In a research note issued on 30 March, S&P Global Ratings observed that during the height of market volatility, “[EM] bond spreads quickly escalated to the highest levels and at the fastest pace in a decade, owing to a flight to quality.” This creates risks as weaker investor confidence will likely constrain debt issuances.
“Despite accommodative monetary policy across most emerging economies due to reduced capital needs and weakening demand for goods and services across most economies,” the firm observed.
Consequently sovereign credit default swap (CDS) spreads have rapidly expanded, signalling investor concern about sovereign financial health, widening an average of 130 bps across EMs over March, while the governments’ stimulus responses to combat the pandemic lead to increased leverage on an already highly levered market. S&P Global Ratings also noted that Argentina, Lebanon, Zambia, and Emirate of Sharjah all saw downgrades, with default in the case of Argentina and Lebanon, in 2020.
As these effects are priced into the market, banks tentatively return to EM market making and outflows reduce, traders describe the situation as being somewhat “in limbo”.
“The street are struggling to price risk either way as they cannot guess the next direction,” notes the trader. “Buy side are not buying because bid/offers are five points plus and no-one will tolerate that kind of mark-to-market.”
As pricing on all-to-all platforms is often reliant on pricing from the runs to anchor their price point, rather than being based on a risk price, they are equally challenged.
Morgan Stanley’s analysts noted that the last six weeks’ outflows have amounted to US$54.4bn (11.8% of AuM) for EM debt-dedicated (EMDD) funds, but where local funds drove most of the outflows for the previous week, the most recent outflows over the last week were spread out more evenly among all asset classes and fund types.

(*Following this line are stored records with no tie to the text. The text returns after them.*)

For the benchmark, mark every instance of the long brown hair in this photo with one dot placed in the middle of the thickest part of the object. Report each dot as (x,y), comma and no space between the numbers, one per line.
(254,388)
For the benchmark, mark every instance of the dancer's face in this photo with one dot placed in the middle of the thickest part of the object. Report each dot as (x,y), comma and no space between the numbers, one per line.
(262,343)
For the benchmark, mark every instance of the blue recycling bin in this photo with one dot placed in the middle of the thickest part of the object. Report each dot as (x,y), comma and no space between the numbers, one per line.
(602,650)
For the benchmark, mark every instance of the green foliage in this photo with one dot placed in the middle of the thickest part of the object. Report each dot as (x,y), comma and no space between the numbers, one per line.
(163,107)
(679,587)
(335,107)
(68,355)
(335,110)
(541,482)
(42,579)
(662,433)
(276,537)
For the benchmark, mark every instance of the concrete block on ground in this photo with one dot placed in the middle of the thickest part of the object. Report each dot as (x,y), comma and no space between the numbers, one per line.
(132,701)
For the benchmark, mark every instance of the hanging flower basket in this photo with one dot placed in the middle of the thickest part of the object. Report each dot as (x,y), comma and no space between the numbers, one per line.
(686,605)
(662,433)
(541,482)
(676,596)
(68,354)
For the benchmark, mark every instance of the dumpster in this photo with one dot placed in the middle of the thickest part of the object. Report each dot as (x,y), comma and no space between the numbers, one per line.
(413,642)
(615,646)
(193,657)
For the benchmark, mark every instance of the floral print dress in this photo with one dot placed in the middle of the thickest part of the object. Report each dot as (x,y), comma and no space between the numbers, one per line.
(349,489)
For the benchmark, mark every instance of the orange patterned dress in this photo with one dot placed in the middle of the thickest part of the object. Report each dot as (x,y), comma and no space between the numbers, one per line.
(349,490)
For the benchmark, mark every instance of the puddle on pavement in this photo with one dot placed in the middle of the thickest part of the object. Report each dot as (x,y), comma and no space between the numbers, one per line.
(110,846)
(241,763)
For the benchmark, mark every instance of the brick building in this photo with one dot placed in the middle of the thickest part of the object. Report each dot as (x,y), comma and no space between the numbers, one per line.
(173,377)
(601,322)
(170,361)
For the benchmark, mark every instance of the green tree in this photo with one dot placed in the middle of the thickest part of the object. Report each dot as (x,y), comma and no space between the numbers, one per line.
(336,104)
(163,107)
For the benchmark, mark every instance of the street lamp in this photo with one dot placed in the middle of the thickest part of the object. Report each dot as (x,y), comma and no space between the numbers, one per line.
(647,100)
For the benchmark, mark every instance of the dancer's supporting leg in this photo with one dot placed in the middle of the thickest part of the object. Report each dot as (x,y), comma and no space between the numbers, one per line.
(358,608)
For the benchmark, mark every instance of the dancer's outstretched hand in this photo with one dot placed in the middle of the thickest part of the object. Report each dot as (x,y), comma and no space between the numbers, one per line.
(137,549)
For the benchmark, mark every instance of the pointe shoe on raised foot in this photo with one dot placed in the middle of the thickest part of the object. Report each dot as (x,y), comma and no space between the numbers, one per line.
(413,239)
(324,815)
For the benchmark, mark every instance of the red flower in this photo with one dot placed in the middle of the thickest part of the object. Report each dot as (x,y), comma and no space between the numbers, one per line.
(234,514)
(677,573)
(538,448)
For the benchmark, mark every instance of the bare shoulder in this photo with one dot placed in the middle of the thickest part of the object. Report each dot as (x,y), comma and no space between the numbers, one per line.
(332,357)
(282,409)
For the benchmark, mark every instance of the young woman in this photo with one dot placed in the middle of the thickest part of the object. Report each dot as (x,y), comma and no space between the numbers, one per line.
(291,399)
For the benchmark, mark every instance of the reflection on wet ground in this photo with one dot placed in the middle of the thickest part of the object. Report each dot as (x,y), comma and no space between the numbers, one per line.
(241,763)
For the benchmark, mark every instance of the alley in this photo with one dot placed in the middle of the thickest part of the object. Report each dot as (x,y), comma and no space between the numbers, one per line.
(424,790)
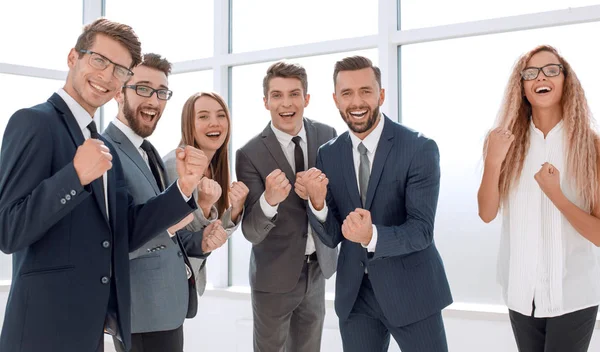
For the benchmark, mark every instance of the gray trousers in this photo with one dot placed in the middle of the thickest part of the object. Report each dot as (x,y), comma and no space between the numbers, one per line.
(292,321)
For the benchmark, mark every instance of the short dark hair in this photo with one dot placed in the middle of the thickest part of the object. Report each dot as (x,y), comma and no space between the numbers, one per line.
(122,33)
(157,62)
(285,70)
(355,63)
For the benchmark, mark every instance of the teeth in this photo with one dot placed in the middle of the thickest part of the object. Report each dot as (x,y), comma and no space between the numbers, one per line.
(103,90)
(543,89)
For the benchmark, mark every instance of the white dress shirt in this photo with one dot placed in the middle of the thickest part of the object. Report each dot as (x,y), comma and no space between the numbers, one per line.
(542,257)
(370,142)
(288,148)
(83,119)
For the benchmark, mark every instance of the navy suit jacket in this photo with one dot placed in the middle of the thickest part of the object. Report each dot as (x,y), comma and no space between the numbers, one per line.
(406,270)
(60,237)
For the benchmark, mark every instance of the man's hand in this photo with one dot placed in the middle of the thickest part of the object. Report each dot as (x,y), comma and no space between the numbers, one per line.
(358,227)
(214,236)
(92,160)
(183,223)
(277,187)
(191,163)
(316,183)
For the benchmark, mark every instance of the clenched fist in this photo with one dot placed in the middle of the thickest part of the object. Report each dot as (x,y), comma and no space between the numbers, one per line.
(209,192)
(316,187)
(191,163)
(277,187)
(92,160)
(213,237)
(237,197)
(499,142)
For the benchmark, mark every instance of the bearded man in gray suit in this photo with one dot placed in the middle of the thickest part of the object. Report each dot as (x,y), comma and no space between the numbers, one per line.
(288,264)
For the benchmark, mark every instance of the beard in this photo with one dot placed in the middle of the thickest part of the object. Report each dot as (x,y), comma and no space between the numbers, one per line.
(362,126)
(135,123)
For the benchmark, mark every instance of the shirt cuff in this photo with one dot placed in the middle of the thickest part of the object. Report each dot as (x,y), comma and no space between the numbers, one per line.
(269,210)
(186,198)
(321,215)
(373,243)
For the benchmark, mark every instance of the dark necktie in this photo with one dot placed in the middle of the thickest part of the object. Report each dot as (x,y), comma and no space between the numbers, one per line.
(153,161)
(298,154)
(364,172)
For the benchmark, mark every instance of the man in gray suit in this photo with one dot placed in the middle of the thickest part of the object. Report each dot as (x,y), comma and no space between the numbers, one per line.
(288,264)
(163,288)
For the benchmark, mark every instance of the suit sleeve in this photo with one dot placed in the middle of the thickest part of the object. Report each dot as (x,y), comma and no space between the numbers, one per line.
(330,231)
(421,198)
(33,196)
(255,225)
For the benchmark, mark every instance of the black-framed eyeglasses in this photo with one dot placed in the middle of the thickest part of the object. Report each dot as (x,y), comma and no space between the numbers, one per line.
(101,62)
(145,91)
(550,70)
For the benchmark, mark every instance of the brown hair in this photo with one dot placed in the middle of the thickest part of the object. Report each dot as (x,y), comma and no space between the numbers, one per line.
(581,153)
(122,33)
(157,62)
(285,70)
(355,63)
(220,161)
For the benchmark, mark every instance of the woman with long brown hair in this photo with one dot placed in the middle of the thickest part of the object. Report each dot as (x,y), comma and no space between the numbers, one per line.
(541,171)
(206,125)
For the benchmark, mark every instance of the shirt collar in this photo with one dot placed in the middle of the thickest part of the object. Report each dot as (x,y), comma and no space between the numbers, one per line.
(82,117)
(370,141)
(135,139)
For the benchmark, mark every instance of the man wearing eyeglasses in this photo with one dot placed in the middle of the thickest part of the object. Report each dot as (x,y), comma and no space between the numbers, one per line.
(163,287)
(65,211)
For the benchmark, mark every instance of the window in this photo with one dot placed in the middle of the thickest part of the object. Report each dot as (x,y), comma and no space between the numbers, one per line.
(428,13)
(23,92)
(269,24)
(167,135)
(454,98)
(39,32)
(178,30)
(250,117)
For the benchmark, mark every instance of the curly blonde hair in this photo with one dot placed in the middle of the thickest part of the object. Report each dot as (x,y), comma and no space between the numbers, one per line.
(582,141)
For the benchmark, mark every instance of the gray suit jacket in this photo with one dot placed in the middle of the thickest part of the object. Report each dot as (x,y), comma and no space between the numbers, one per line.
(279,244)
(198,224)
(161,294)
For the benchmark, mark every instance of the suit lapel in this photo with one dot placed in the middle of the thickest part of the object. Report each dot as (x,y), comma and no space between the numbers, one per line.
(274,147)
(77,136)
(123,143)
(312,141)
(350,173)
(383,149)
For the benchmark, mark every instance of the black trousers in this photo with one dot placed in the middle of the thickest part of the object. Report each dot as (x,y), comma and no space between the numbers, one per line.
(570,332)
(157,341)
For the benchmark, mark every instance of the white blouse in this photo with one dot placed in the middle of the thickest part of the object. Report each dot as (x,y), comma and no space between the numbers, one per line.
(542,257)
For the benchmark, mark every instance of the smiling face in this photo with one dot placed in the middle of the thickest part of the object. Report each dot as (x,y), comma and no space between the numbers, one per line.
(140,113)
(92,87)
(211,124)
(286,101)
(358,98)
(544,92)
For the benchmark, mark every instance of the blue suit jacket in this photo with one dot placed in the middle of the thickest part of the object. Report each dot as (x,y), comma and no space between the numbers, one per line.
(406,270)
(60,237)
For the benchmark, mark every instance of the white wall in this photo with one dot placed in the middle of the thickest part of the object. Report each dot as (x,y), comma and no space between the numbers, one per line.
(224,323)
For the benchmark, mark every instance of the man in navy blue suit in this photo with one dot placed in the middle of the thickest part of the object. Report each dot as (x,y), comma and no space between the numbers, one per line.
(65,212)
(375,191)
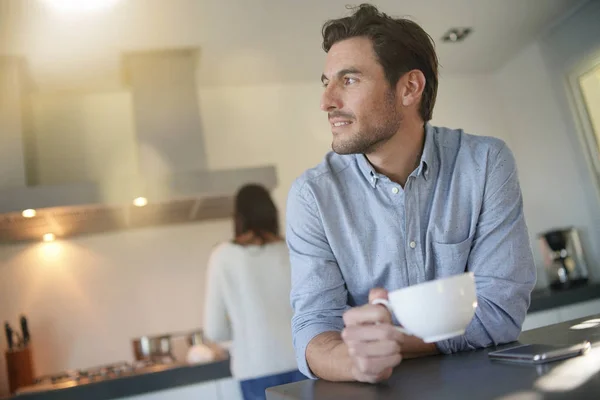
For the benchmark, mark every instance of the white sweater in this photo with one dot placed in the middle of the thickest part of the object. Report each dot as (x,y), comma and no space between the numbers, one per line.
(248,302)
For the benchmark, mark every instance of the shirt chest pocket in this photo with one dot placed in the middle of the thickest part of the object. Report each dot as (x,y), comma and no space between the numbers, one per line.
(451,258)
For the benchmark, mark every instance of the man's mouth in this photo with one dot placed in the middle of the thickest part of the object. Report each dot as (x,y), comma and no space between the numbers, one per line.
(340,123)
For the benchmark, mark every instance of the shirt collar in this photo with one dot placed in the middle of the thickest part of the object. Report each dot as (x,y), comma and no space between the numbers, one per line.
(427,158)
(425,165)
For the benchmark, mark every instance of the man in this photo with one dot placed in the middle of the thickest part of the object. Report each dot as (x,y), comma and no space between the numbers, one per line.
(398,202)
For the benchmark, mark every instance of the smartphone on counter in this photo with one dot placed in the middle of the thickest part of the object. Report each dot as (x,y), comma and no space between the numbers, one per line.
(539,353)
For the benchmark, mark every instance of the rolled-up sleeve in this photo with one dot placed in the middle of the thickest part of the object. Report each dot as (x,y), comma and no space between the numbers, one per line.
(501,260)
(318,296)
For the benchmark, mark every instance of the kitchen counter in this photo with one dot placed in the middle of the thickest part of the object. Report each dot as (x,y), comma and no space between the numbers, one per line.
(471,375)
(545,299)
(137,384)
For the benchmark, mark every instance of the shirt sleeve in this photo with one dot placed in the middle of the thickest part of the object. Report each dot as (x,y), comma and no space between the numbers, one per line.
(216,322)
(501,261)
(318,296)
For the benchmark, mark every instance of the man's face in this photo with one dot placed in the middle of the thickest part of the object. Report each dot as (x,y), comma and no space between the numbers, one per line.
(362,108)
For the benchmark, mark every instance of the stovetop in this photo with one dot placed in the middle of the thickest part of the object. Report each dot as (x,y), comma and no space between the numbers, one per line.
(70,378)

“One main distinction is that globally mandated funds drove 77% of this week’s outflows, a slight deterioration from the US$166 million of net inflows the week prior,” the analyst note wrote. “Much of the reduction in outflows has come on the back of significant amounts of global liquidity injection from central banks and announcements of fiscal stimulus measures globally, as well as an improvement in risk sentiment.”